Na última semana, técnicos da Agência Nacional de Vigilância Sanitária (Anvisa) emitiram parecer pela manutenção da comercialização do herbicida glifosato. No documento, apontam que o princípio ativo “não apresenta características mutagênicas, teratogênicas e carcinogênicas, não é desregulador endócrino e não é tóxico para a reprodução”. A reavaliação toxicológica do produto, usado em mais de 90% das lavouras de soja brasileiras, teve início em 2008. O processo, que deve ser concluído até o final deste ano, terá ainda etapa de consulta pública. O coordenador de Reavaliação Toxicológica do órgão, Daniel Coradi, conversou com a coluna. Veja trechos da entrevista.
Como se dá o processo de reavaliação toxicológica da Anvisa?

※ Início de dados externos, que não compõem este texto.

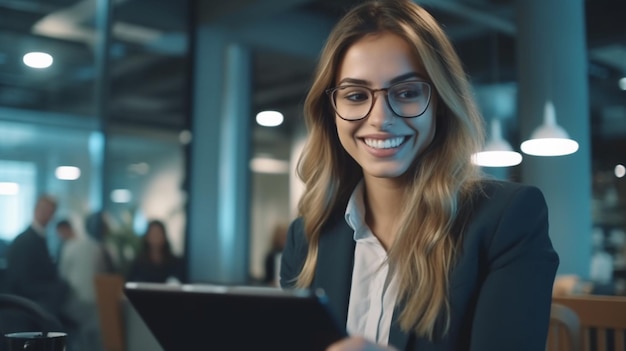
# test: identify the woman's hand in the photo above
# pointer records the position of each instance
(358, 344)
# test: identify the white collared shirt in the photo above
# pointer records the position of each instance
(374, 290)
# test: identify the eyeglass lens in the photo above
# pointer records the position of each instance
(406, 99)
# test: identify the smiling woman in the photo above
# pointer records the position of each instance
(415, 249)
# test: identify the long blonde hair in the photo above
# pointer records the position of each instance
(426, 242)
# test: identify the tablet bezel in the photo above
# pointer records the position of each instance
(222, 317)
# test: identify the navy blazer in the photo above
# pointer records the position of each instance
(32, 274)
(500, 289)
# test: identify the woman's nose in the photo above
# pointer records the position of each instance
(381, 114)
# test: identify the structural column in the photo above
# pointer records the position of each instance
(552, 64)
(218, 223)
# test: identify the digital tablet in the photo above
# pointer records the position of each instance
(217, 317)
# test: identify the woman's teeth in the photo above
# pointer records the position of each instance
(384, 144)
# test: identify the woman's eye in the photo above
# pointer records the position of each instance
(406, 94)
(355, 95)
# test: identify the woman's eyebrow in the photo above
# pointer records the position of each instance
(397, 79)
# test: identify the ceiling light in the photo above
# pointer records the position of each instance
(269, 118)
(269, 165)
(620, 171)
(9, 188)
(549, 139)
(622, 83)
(121, 196)
(67, 173)
(497, 152)
(37, 60)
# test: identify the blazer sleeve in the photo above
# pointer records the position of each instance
(293, 255)
(513, 306)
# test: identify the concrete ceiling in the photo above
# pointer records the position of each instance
(149, 66)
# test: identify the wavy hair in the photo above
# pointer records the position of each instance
(426, 243)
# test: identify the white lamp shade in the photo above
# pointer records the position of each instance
(549, 139)
(497, 152)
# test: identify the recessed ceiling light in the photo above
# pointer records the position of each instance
(269, 118)
(622, 83)
(9, 188)
(67, 173)
(38, 60)
(121, 196)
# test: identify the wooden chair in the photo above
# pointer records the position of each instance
(602, 320)
(564, 330)
(109, 296)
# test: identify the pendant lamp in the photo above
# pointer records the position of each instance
(497, 152)
(549, 139)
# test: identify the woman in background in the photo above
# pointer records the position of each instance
(414, 248)
(156, 263)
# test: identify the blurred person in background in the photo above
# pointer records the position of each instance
(31, 273)
(80, 260)
(156, 262)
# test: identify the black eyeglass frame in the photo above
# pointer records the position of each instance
(331, 91)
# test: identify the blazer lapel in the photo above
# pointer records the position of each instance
(335, 261)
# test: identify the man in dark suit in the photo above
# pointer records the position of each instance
(31, 273)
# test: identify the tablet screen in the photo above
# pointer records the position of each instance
(217, 317)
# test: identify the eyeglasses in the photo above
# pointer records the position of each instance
(406, 99)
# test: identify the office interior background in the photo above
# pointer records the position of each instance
(152, 105)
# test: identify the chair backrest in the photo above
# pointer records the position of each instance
(602, 320)
(564, 330)
(109, 295)
(19, 314)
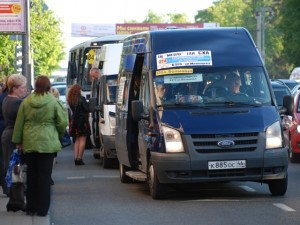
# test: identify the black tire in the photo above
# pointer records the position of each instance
(123, 177)
(278, 187)
(291, 153)
(96, 156)
(107, 162)
(157, 189)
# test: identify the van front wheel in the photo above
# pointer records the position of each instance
(278, 187)
(123, 177)
(157, 190)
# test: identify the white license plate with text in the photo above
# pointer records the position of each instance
(221, 165)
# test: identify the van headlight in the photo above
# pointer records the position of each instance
(273, 136)
(173, 140)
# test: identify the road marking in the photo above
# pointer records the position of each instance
(101, 176)
(76, 178)
(284, 207)
(218, 200)
(247, 188)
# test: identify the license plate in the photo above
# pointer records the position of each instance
(221, 165)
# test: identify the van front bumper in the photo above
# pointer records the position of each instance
(181, 168)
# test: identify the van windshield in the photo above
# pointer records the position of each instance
(111, 87)
(190, 86)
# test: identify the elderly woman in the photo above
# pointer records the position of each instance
(17, 90)
(41, 121)
(80, 128)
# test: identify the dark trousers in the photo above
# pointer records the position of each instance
(39, 169)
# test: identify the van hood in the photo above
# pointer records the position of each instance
(221, 120)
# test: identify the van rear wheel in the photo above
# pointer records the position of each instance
(157, 189)
(107, 162)
(123, 177)
(278, 187)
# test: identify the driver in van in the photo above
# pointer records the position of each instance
(192, 95)
(234, 84)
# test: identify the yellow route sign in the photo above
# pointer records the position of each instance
(90, 56)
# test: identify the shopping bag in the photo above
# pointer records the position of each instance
(15, 172)
(16, 179)
(66, 140)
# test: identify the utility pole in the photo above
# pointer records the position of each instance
(26, 67)
(261, 28)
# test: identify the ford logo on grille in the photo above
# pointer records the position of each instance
(225, 143)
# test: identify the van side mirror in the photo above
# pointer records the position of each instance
(288, 105)
(137, 110)
(92, 104)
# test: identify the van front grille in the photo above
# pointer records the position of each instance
(208, 143)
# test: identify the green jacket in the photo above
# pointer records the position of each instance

O primeiro passo é publicar os agrotóxicos que serão reavaliados, o que é feito por meio de resolução. Após, a Anvisa solicita às empresas que têm produtos registrados com esse ingrediente ativo a encaminharem seus estudos e todas as atualizações desde o registro até a data presente. De posse desses dados, se faz a análise. Tanto das empresas que enviaram, quanto de relatórios de agências internacionais de outros países, como a americana, a canadense e a europeia, que é uma das maiores agências reguladoras de agrotóxicos do mundo. Também faz a busca na literatura científica nas bases de dados disponíveis. Feitas essas análises, a Anvisa faz o processo decisório sobre cada um dos pontos que precisa ser analisado, sempre com foco na prevenção da saúde das pessoas, dos consumidores de alimentos e dos trabalhadores. Depois, elabora-se proposta de resolução com três opções: determinação de banimento do produto, ou adoção de medidas de mitigação, de proteção aos consumidores, sejam de alimentos ou trabalhadores, ou não toma medida nenhuma e mantém o agrotóxico como ele é comercializado.
Quantos técnicos participam do trabalho e quantos produtos passam por reavaliação? E quais foram os encaminhamentos?
Atualmente, a Anvisa conta com cinco funcionários públicos concursados, que fazem a análise desses dados. Da última resolução publicada, em 2008, foram colocados sob reavaliação, 14 agrotóxicos. Desses, a área técnica já concluiu 12. Faltam apenas dois. O glifosato foi o último concluído. Oito foram retirados do mercado, três foram feitas medidas de prevenção para reduzir a exposição a esses ingredientes, e agora o glifosato, com medida de prevenção também. Faltam dois, o tiram e a abamectina.
São técnicos extremamente qualificados e têm total liberdade para emitir seus pareceres sem nenhuma interferência, de nenhum gerente, diretor. Nenhuma empresa exerce qualquer influência.
Por que o processo de reavaliação é tão longo? Se o produto apresentasse risco à saúde, essa espera não seria prejudicial?
A reavaliação é um processo longo porque é um processo de análise técnica complexo. Consideramos todos os dados desde o registro até o momento. E o prazo que demoramos para analisar um ingrediente ativo, de um a dois anos, é o mesmo de outras agências internacionais. Não é só a Anvisa que faz a análise nesse tempo. Do glifosato não foi feito assim que a resolução foi publicada porque tínhamos conhecimento, à época, de outros produtos que apresentavam toxicidade e risco à população muito maior do que o produto. E, de fato, quando recebemos o primeiro parecer da Fiocruz – anteriormente contratávamos pareceres, agora temos capacidade técnica para elaborá-los –, dizia que os riscos eram menores do que os outros agrotóxicos da lista. Então, ele não foi priorizado naquele período. Agora, está sendo reavaliado, e a Anvisa chegou à conclusão técnica.
As empresas participam do trabalho de reavaliação da Anvisa?
Não. O que as empresas têm obrigação de fazer é mandar os estudos mais recentes para a Anvisa. Estudos em animais, in vitro, de células, que sejam úteis para que a Anvisa possa tomar decisão. Como expliquei, essa não é a única fonte. Utilizamos os relatórios das empresas, das agências reguladoras internacionais e a literatura disponível para qualquer cientista.
Não há risco de interferência das fabricantes na avaliação?
De forma alguma. São técnicos extremamente qualificados e têm total liberdade para emitir seus pareceres sem nenhuma interferência, de nenhum gerente, diretor. Nenhuma empresa exerce qualquer influência. São servidores estáveis, concursados, que o Estado investiu na sua formação. A sociedade pode ficar tranquila que esses servidores estão realizando o máximo para preservar a saúde das pessoas.